Everyone Is Special
K, 1, 2
Keywords & Concepts:
To expose students to literature which reinforces the concept of tolerance toward people who are different. (The focus is on special-needs persons.) This lesson will also relate tolerance to becoming a responsible citizen.
PrintOne Thirty-Minute Class Period
The learner will:
- identify letters in the story.
- discuss the special equipment needed by persons with special needs.
- note how the students are alike and different.
- show how tolerance builds responsible citizenship.
- A Very Special Critter by Gina and Mercer Mayer (see Bibliographical References)
- Alphabet cards for letter recognition
Mayer, Gina and Mercer.

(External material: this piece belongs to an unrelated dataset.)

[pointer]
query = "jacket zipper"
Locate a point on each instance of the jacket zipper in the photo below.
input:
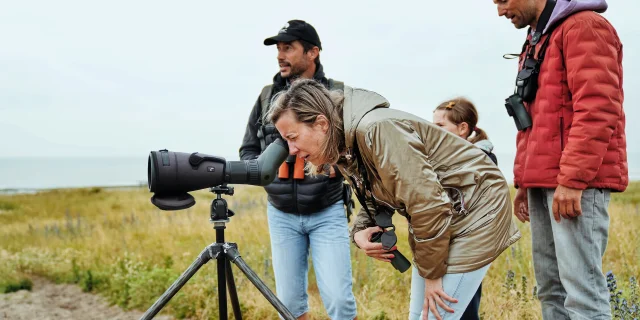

A Very Special Critter. Racine, Wisconsin: Western Publishing Company, Inc., 1992. ISBN: 030712763X.
- Read the book to the class. Discuss the artwork and note the details on each page.
- On selected pages, have the children locate letters of the alphabet using the alphabet cards as models.
- Discuss how the children interacted with the new student. How were the students alike and different? Would the interaction have been different if the child were not physically challenged?
- Discuss the special equipment that the new student needed to function.
- Define the term tolerance. Discuss how tolerance of others is an important trait of a responsible citizen. Brainstorm ways that people can be different. Discuss how differences make the world a more interesting place. Sometimes people can be uncomfortable with things that are new or different. Tolerance may include teaching yourself to be comfortable with things that are new and different and learning to see differences in a positive way. Ask students to identify places in the story where students showed tolerance. What would the world be like without tolerance?
- Set up several role-plays in which students explore how to welcome a student with a disability into the class. Explore what is appropriate and inappropriate language and behavior. Discuss times when it is appropriate to act philanthropically or for the common good without the teacher's special permission.
Children will identify letters of the alphabet. Observe how students recall details from the story. Observe how students discuss the meaning of tolerance and identify the parts of the story where tolerance was displayed.
Strand PHIL.III Philanthropy and the Individual
Standard PI 01. Reasons for Individual Philanthropy
Benchmark E.7 Give classroom examples of when a student does not need the teacher's permission to act philanthropically.